# Basement Heater



## MoeB (Jan 16, 2009)

It's about 17 below zero here, and I have one basement without a furnace now that I've switched to natural gas.  One basement is all set because the furnace comes on and keeps it warm.  

I'd appreciate any advice on heating an old rock wall basement on these subzero days with natural gas -- something I could turn on in the fall and forget about and it would only come on when it gets really cold outside.

Thanks in advance.

Moe


----------



## rphurley (Jan 16, 2009)

CZARCAR said:
			
		

> if drafty ventless may be the thing. if not direct vent may be possible. all new gas heaters come with O2 sensor which shuts down the unit if O2 in air is depleted.



One of those ventless gas heaters is the first thing that came to my mind also.  My friend uses them to heat a place he built up in Maine and I was skeptical about them.  However, I must say that they work great and we havn't been ovecome by CO so I'm convinced that they're safe also, as his place is pretty well insulated.


----------



## rphurley (Jan 16, 2009)

That's a good thing to know.  Thanks.


----------



## R&D Guy (Jan 17, 2009)

Personally I wouldn't go vent-less anywhere, but outside.  You likely already have moisture issues from time to time or maybe all the time in your basement, and I'm sure if someone suggested you keep a pot of spaghetti boiling in the basement you'd look elsewhere for a solution.  

I'd suggest a direct vent freestanding gas stove with a IPI (intermittent pilot ignition) system and a blower.  Put it on a thermostat and forget about it.  By far the best long term solution, otherwise if its just to keep the pipes from freezing then I'd suggest an electric heater for the few weeks a year its that cold.
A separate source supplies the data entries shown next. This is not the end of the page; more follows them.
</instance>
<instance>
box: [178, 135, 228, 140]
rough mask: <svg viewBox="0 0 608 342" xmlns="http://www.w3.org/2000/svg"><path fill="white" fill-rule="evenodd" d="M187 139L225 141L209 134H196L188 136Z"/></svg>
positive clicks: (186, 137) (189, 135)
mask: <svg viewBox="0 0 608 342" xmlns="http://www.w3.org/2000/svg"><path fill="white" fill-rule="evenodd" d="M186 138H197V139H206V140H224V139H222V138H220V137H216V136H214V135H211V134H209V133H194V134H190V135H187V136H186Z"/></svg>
I'm guessing there's no way to duct some heat from that NG furnace?


----------



## MoeB (Jan 18, 2009)

Thank you for the responses!  I do have a moisture problem in the cellar without the furnace.  How hard is it to lengthen a duct from one basement to another assuming a clear shot?  My house is L shaped.  The basements are separate, but there is a small space (a few feet maybe) where a vent or duct or pipe could be run from one basement to another and perhaps tie into the ductwork.   I guess perhaps a sheetmetal company may be able to accomplish this.  I hope so.  It would be easier to deal with.  I don't like running an electric heater down there.  I'd rather not have to think about it or worry about it when I'm away.

Moe


----------



## R&D Guy (Jan 18, 2009)

I'm sure your local HVAC guys could supply you with the pipe or you could have them come out and give you an estimate and ask them "What's involved" and then after they basically tell you how to do it you could determine if its something you want to do yourself.


----------